Courtney Act reveals the one thing that helped her cope with Ann Widdecombe in Celebrity Big Brother

RuPaul’s Drag Race star Courtney Act has said meditation helped her cope with living in the Celebrity Big Brother house last year.

Act, who identifies as pansexual, says meditation helped her live alongside fellow contestant Ann Widdecombe, who repeatedly voted against LGBT+ rights as a Conservative minister and shadow home secretary.

Widdecombe opposed repealing Section 28, an amendment to the Local Government Act 1988, which banned local authorities and schools from “promoting” homosexuality.

Act says learning to meditate helped her become more patient while living in close quarters with other contestants on the 21st season of Celebrity Big Brother, which she won.

She told HuffPost: “It’s so easy to be polarised and yell from different sides of the room about certain subjects, but I think it’s so much better to walk into the middle and have a conversation to drive change forward.

Act added: “It’s very easy to not be patient, especially when it’s not just people’s ideas, but you’re living with someone like Ann and her voting record over the course of 23 years.

Courtney Act leaving the CBB house (Photo by Stuart C. Wilson/Stuart C. Wilson/Getty Images)

“It can be very easy to feel anger towards that injustice, but I think meditating helped me keep my patience.

“I tried to make my reaction the best it could be, rather than just reacting and flying off the handle.”

Act, who appeared on season six of RuPaul’s Drag Race, also said she spent 10 days at a silent Vipassana meditation retreat with no phone, TV or books.

Act entered the retreat after a break-up and a skiing accident in 2008.

“I was in a wheelchair with a broken leg, I had no ability to work and make money, I was staying at a friend’s place and everything was miserable.
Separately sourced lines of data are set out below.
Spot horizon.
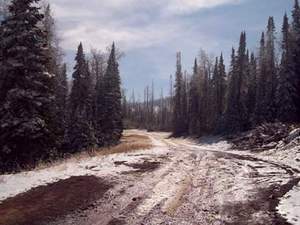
[49,0,294,99]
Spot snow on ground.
[0,134,168,203]
[277,185,300,225]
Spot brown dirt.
[223,178,300,225]
[20,131,153,174]
[107,219,126,225]
[0,176,112,225]
[115,160,160,173]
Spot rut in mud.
[0,131,300,225]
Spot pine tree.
[102,43,123,145]
[254,33,267,125]
[292,0,300,122]
[226,32,249,132]
[212,54,226,131]
[0,0,56,168]
[42,4,68,148]
[264,17,277,122]
[277,14,298,122]
[68,43,96,152]
[189,59,200,135]
[54,64,68,141]
[247,53,257,121]
[173,53,185,136]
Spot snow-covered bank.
[277,184,300,225]
[0,132,168,203]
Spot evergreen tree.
[247,53,257,124]
[189,59,200,135]
[254,33,267,125]
[264,17,277,122]
[173,53,185,136]
[42,4,68,145]
[101,44,123,145]
[226,32,249,132]
[277,14,298,122]
[54,64,68,139]
[212,54,226,131]
[94,56,105,146]
[292,0,300,122]
[0,0,56,168]
[68,43,96,152]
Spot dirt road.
[0,131,300,225]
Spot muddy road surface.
[0,131,300,225]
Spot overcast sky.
[49,0,294,98]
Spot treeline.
[122,85,172,131]
[127,0,300,136]
[0,0,123,172]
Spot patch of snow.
[0,134,169,203]
[277,185,300,225]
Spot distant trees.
[101,44,123,145]
[0,0,123,172]
[127,0,300,136]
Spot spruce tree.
[68,43,96,152]
[254,32,268,125]
[264,17,277,122]
[101,43,123,145]
[292,0,300,122]
[212,54,226,131]
[94,57,105,146]
[0,0,56,168]
[173,53,185,136]
[247,53,257,121]
[226,32,249,132]
[277,14,298,122]
[189,59,200,135]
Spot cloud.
[49,0,240,50]
[165,0,240,14]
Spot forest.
[0,0,300,225]
[0,0,300,171]
[0,0,123,172]
[123,0,300,136]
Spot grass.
[36,130,153,170]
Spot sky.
[49,0,294,98]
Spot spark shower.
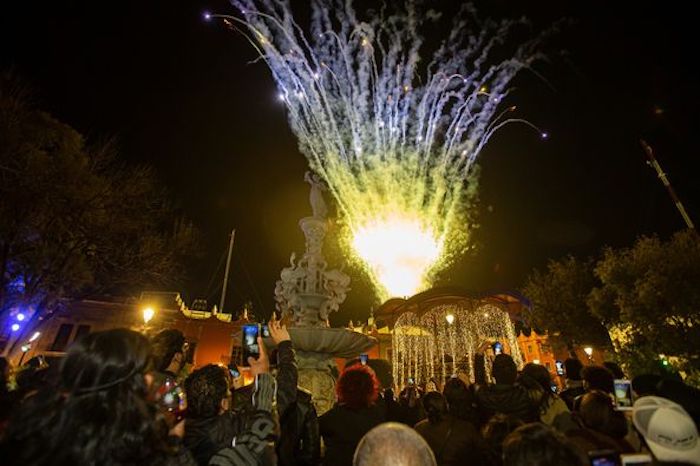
[216,0,546,298]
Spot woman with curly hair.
[0,329,195,466]
[319,365,385,466]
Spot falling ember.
[221,0,537,298]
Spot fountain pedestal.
[275,173,376,415]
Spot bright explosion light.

Then I decided to just go and try it,” she explained.

Last year, Act spoke to PinkNews about being pansexual and what it means to her.

She said: “I identify as pansexual – I identify as many things, and many of them contradict.

“I don’t identify as straight – not since I was 15, but that’s just because I was unaware.

“It means that you are attracted to people regardless of their gender – or are attracted to many genders, depending on how you look at it.

“I just like to think that I’m attracted to who I’m attracted to, and I’m not attracted to who I’m not attracted to.

“If someone happens to have a vagina or a penis, I’m not going to let that count out me falling in love with somebody just because of their body parts.”